This might be a dumb question but,

This might be a dumb question but, why doesn’t Printrun produce exact printing time predictions? Seems like the gcode should be able to tell it everything it needs to know to know exactly how long the job should take, but maybe I’m overlooking something?

I have a simular question about Slic3r’s estimate of filament meters?

One word: Acceleration.

Ah-ha! Thank-you @Marcus_Wolschon

Ah that makes sense too @John_Ridley (nice to see you in the group btw, your blog http://www.make-something.com/ has helped me immensely!)

I don’t think printrun even attempts to calculate print duration that way, at least not for the real-time “hh:mm:ss remaining” display. I’m pretty sure this estimate is done by calculating the the average time per line of gcode and multiplying by the number of lines remaining, probably using some kind of running average of the last 100 lines, or perhaps something weighted.

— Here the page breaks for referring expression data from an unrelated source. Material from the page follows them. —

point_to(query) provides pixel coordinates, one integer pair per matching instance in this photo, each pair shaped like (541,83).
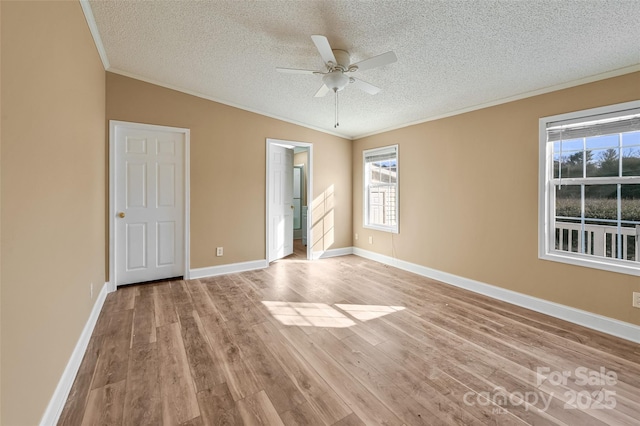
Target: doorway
(148,203)
(281,205)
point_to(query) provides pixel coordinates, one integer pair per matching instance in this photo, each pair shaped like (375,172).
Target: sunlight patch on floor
(323,315)
(368,312)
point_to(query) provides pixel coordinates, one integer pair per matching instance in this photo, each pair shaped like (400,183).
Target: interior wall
(301,158)
(469,200)
(228,167)
(52,197)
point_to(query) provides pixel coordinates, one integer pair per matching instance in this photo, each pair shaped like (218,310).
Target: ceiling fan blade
(324,48)
(322,91)
(365,87)
(296,71)
(377,61)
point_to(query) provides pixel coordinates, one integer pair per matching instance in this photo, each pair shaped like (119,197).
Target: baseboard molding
(59,398)
(331,253)
(590,320)
(231,268)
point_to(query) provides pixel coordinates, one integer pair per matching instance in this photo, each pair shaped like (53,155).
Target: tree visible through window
(592,187)
(381,188)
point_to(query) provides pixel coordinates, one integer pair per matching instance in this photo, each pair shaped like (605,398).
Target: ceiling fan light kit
(338,66)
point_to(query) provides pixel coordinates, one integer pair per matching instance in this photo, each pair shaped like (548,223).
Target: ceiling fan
(339,68)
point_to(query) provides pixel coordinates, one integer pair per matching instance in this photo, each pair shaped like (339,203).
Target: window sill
(620,266)
(391,229)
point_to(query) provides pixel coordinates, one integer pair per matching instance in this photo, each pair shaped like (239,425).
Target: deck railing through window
(599,240)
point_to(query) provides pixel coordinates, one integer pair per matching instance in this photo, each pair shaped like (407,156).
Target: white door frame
(309,185)
(112,193)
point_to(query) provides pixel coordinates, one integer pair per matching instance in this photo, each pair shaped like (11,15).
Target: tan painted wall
(53,210)
(228,169)
(469,200)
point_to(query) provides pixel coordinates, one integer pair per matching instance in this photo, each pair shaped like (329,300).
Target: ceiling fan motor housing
(342,58)
(335,80)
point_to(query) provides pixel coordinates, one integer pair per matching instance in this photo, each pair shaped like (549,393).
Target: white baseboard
(60,395)
(231,268)
(331,253)
(590,320)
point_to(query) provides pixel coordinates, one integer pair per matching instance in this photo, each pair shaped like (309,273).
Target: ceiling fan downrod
(337,124)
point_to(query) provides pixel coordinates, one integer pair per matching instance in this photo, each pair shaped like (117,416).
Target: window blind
(381,154)
(620,122)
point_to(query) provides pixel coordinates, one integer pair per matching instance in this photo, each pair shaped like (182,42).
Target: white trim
(395,229)
(93,27)
(60,395)
(546,208)
(309,184)
(332,253)
(187,199)
(590,320)
(554,88)
(231,268)
(223,102)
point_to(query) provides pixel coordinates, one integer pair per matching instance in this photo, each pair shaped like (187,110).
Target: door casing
(113,125)
(308,183)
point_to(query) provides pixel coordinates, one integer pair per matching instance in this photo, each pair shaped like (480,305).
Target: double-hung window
(381,188)
(590,188)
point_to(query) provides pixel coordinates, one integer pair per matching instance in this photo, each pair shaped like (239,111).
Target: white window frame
(546,199)
(365,196)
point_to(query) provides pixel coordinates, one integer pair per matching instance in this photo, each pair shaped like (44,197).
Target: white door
(149,204)
(280,202)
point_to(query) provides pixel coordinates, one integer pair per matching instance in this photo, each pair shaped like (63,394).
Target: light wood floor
(343,341)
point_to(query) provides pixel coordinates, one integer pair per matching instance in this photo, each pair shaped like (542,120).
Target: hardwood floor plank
(257,409)
(201,300)
(177,391)
(302,415)
(400,403)
(142,404)
(144,326)
(357,396)
(350,420)
(217,406)
(327,404)
(205,371)
(77,400)
(271,377)
(163,305)
(113,358)
(105,405)
(238,376)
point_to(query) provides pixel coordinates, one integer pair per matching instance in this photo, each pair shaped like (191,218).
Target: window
(381,188)
(590,188)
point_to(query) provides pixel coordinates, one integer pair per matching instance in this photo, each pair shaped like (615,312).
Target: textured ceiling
(452,55)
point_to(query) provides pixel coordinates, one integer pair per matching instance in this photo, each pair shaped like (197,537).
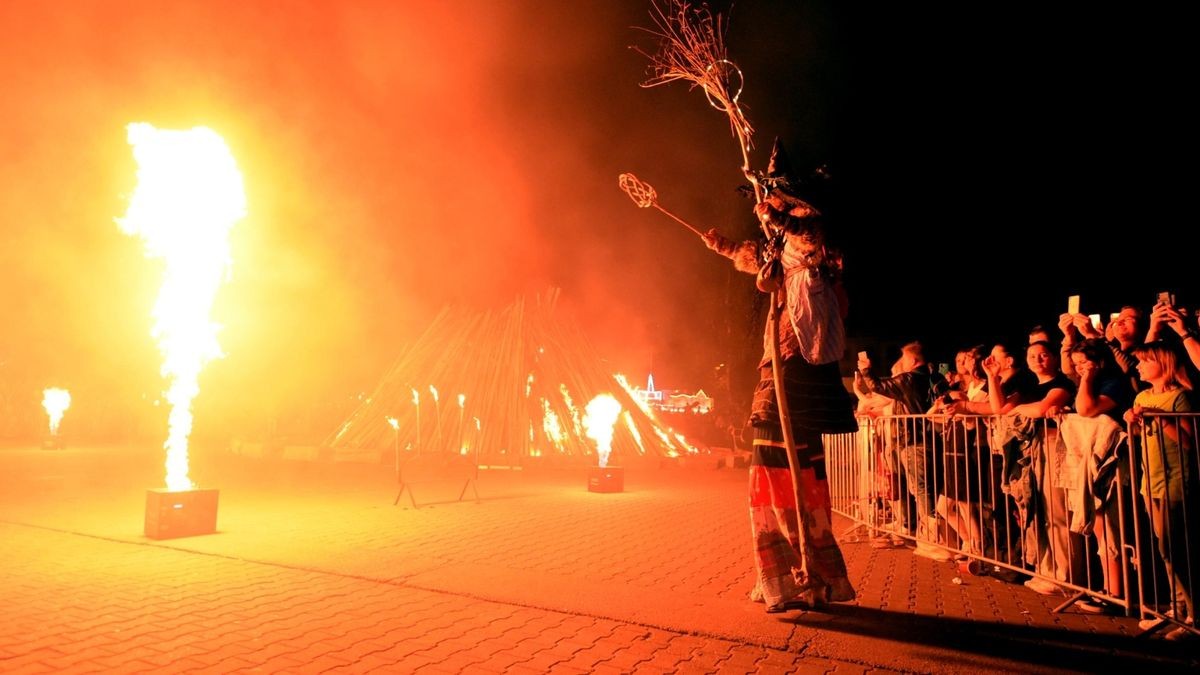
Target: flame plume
(55,401)
(601,414)
(187,198)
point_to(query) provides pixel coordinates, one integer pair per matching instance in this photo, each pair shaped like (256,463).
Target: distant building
(673,400)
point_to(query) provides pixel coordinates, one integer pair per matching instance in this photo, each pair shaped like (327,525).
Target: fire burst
(598,420)
(189,196)
(55,401)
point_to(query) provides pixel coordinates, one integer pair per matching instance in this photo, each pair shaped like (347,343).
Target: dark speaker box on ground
(606,479)
(180,513)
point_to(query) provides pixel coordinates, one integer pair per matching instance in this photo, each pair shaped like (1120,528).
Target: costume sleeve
(744,254)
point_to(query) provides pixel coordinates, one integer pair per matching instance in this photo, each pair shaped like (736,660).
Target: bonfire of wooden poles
(523,376)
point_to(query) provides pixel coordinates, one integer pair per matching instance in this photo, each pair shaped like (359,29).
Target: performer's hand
(714,240)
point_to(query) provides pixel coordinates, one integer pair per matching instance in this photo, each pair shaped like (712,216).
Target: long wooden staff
(691,47)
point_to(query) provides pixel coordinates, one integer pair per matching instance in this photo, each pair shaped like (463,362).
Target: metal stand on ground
(400,473)
(473,479)
(412,497)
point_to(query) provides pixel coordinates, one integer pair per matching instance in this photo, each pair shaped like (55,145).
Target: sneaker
(1042,586)
(1093,605)
(1181,633)
(933,553)
(1152,622)
(978,568)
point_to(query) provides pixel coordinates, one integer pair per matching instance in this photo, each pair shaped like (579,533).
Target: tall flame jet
(189,197)
(55,401)
(601,416)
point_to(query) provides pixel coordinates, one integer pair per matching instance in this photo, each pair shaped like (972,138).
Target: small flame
(601,416)
(187,198)
(552,428)
(55,401)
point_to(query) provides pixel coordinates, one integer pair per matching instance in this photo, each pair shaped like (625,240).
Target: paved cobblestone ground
(315,571)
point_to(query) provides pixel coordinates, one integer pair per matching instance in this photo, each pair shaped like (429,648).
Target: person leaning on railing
(1104,392)
(1169,481)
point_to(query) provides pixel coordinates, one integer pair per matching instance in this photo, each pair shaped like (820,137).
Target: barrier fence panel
(1090,508)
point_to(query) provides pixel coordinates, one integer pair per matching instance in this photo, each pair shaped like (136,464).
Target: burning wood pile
(501,387)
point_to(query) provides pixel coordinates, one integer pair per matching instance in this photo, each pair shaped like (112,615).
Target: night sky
(401,156)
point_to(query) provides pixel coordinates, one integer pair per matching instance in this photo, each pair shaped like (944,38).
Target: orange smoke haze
(397,156)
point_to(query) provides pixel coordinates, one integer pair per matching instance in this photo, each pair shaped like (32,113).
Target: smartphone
(1073,304)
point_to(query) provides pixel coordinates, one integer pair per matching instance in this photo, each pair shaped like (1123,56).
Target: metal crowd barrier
(1089,508)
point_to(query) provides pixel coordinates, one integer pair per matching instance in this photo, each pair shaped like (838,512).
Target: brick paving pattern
(313,569)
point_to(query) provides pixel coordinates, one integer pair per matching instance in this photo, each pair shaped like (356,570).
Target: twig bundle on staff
(691,48)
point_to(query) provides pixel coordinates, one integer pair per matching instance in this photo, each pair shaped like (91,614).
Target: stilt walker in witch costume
(797,557)
(799,394)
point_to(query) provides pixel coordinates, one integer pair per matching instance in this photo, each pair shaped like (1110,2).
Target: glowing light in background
(55,401)
(189,197)
(598,420)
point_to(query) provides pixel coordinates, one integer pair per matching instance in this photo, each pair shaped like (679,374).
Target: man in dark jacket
(915,386)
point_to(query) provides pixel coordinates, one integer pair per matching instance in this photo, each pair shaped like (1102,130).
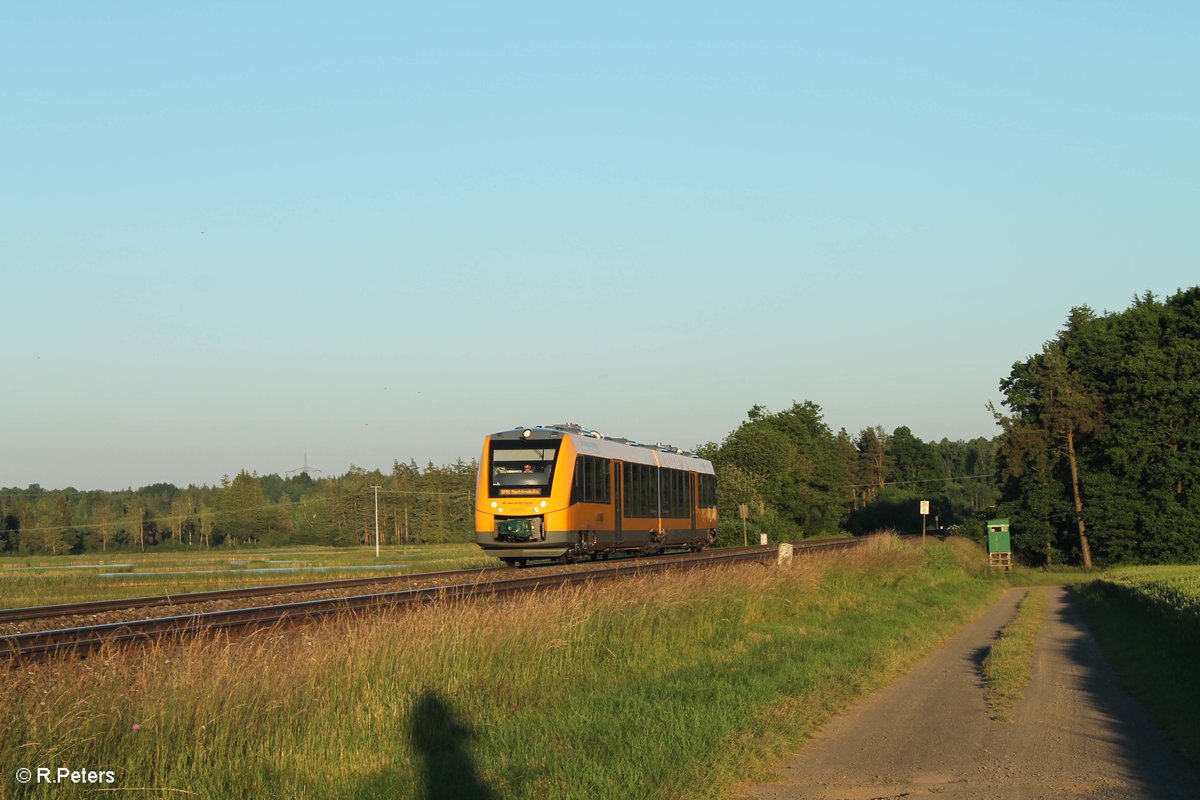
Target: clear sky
(233,234)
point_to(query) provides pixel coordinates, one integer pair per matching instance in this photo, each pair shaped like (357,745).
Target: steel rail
(151,601)
(157,601)
(82,641)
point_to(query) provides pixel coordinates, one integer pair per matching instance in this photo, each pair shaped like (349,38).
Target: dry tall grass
(535,686)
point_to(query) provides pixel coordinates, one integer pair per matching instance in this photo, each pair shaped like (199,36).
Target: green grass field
(37,581)
(1147,621)
(651,687)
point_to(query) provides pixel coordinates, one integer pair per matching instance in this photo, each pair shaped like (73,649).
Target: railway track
(83,639)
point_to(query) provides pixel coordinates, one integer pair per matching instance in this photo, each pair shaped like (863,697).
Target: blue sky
(232,234)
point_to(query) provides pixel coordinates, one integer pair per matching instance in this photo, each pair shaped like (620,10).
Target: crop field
(37,581)
(655,687)
(1171,593)
(1147,620)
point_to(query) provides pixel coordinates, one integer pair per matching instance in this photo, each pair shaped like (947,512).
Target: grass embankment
(1147,621)
(1009,663)
(649,687)
(39,581)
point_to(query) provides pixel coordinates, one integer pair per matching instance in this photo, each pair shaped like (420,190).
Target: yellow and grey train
(564,492)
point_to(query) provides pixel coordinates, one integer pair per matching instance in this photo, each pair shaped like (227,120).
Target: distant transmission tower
(306,468)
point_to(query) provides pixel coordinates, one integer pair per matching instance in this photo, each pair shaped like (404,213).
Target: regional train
(564,492)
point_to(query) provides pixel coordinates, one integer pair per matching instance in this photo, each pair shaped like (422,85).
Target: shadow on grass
(441,740)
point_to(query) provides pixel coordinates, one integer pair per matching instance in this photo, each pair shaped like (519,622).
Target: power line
(927,480)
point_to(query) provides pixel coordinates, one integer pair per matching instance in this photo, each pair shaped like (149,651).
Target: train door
(617,505)
(691,500)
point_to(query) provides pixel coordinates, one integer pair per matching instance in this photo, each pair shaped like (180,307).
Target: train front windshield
(522,468)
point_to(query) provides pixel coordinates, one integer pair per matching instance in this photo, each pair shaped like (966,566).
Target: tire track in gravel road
(1075,734)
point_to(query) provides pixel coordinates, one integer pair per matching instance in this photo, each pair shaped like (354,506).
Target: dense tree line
(797,477)
(415,505)
(1101,450)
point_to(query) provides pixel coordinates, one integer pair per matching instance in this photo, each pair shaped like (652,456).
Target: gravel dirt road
(1077,733)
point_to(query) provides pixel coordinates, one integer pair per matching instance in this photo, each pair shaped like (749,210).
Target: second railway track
(449,585)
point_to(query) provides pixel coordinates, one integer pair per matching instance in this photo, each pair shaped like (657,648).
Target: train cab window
(525,469)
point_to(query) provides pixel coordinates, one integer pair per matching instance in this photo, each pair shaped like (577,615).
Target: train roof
(594,443)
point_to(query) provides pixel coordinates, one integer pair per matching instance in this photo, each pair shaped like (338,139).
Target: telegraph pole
(377,519)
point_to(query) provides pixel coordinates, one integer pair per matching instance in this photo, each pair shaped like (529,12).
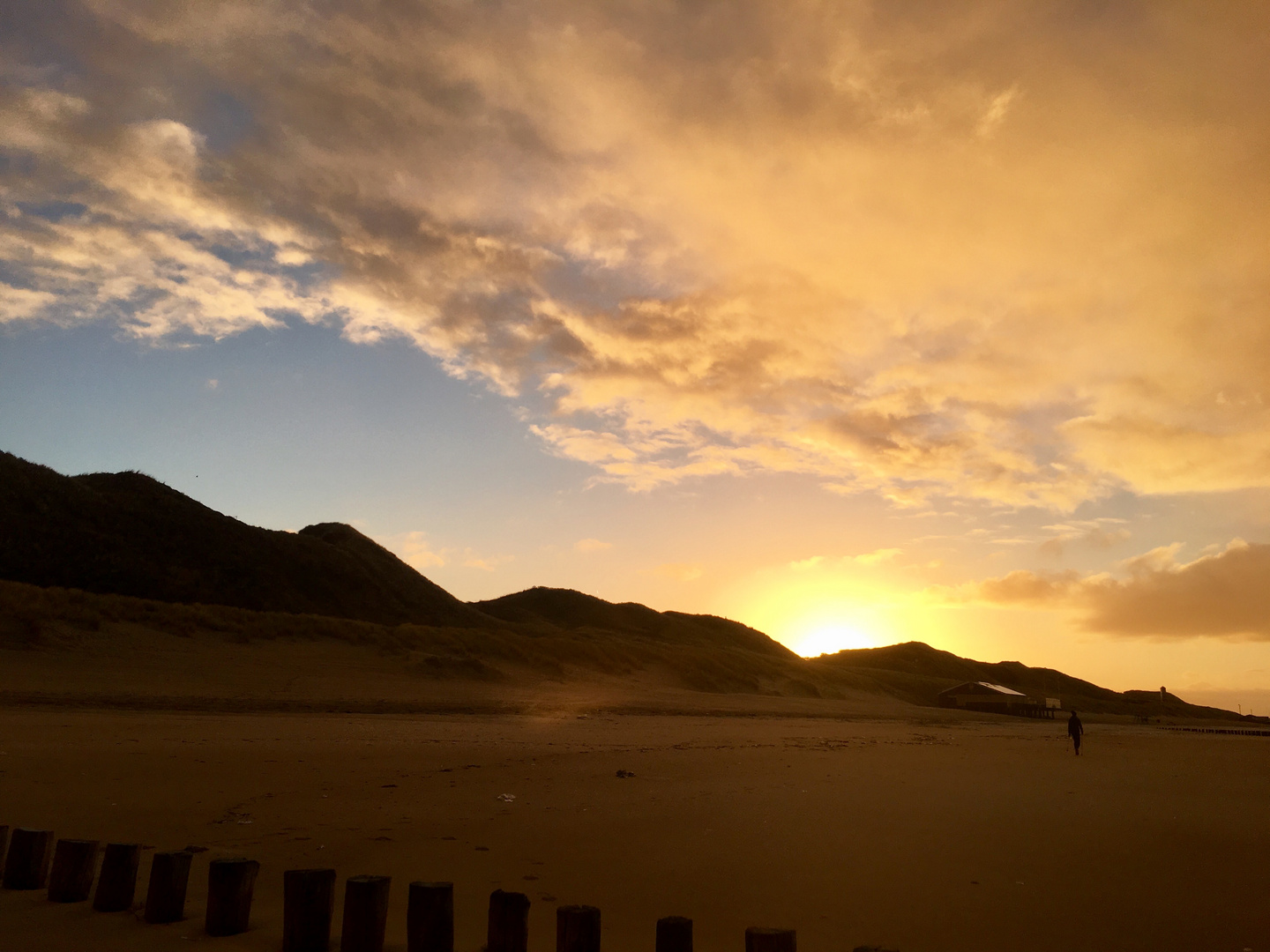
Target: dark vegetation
(86,556)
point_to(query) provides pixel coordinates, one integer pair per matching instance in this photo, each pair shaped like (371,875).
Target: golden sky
(981,288)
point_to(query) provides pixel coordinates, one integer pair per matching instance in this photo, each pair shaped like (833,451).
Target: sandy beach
(914,834)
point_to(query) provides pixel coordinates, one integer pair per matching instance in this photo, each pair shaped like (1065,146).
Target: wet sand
(915,834)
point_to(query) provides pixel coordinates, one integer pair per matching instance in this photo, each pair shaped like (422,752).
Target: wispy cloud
(970,250)
(1224,593)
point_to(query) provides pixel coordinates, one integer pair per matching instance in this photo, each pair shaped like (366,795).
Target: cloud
(1224,593)
(680,571)
(487,562)
(1094,533)
(1015,253)
(415,551)
(878,555)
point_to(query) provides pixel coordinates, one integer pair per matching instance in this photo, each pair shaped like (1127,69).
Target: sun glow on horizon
(833,637)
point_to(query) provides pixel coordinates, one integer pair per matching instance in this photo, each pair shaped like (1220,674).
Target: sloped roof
(982,687)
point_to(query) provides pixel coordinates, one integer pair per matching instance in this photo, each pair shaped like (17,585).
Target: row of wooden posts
(68,867)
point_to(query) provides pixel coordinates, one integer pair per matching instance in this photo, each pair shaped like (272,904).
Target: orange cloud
(1015,253)
(1224,593)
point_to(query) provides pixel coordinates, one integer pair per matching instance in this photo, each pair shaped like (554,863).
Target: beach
(912,833)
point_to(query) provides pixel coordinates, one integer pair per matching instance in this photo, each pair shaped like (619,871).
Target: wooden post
(228,895)
(675,934)
(308,904)
(74,867)
(26,865)
(165,897)
(577,929)
(758,940)
(117,882)
(366,913)
(508,922)
(430,919)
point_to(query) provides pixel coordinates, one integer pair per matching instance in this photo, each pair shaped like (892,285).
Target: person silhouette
(1074,729)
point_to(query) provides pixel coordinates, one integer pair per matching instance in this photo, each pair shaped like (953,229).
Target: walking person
(1074,729)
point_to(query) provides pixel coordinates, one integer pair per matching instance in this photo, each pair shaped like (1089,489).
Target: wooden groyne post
(74,868)
(230,883)
(508,922)
(308,905)
(759,940)
(577,929)
(366,913)
(675,934)
(430,918)
(117,882)
(26,865)
(169,877)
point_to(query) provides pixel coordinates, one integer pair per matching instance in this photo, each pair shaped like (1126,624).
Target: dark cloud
(1000,250)
(1220,594)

Repetier host seems to do its time remaining estimations in the way you suggest, and those estimates are chronically optimistic for this reason. There is a preference that allows you to add X% to this estimate to try to make it more accurate, but that will depend on the speed/acceleration settings in the firmware, the feed rates set in your slicer, and the size of and angles between the facets in your model, which determine how close to maximum speed you are able to accelerate while printing them.

KISSlicer recentely added the option to enter an XY acceleration value and the time estimates are now MUCH better.

These softwares should be able to get exact times of they know how your firmware calculates acceleration (and since the firmwares are open source - they could know that). But print time is rigidly determined by the microcontroller on the printer (if it wasn’t, you see lost steps) so one should be able to nearly exactly calculate print times. But no one seems to do that.

Sounds a lot harder than its worth :). For me it was just a curiosity (although knowing the amount of filament needed would be more important when deciding if I’ll have enough loaded up to complete a job).

Sounds like the firmware knows best, I haven’t played with what Marlin can display while printing (picked up an LCD but haven’t wired it up yet), does it provide any feedback like this or is it just basic status information?

I’m not sure how you surmise that its not worth it. Once the code is implemented it would happen in less than a second on any decent computer, and the code itself probably isn’t very complex to someone who has poked around in those programs’ source before. So a bit of work for much improved information? Might be worth it to somebody.

Ah, yeah I meant on the PC. But the PC could save that in the gcode’s header for the arduino to spit back out. I was suggesting taking the arduino’s implementation of gcode interpretation and running that on a PC to calculate the run time exactly.

Pronterface can poll those values from the printer. Plus most people likely print to just one printer.

Sometimes I just go to sleep, but sometimes I’m waiting for a print to finish and knowing exactly when it would finish would be handy. Rarely is more information not helpful.

yeah it would be calculated from pronterface. I think there’s gcodes to get the acel and top speed settings in the firmware? if not, it could be very easily added. (hell I added the M93 get current steps to sprinter - as my first ever arduino project even)

Yeah, there’s gcodes to pull all the printer’s settings.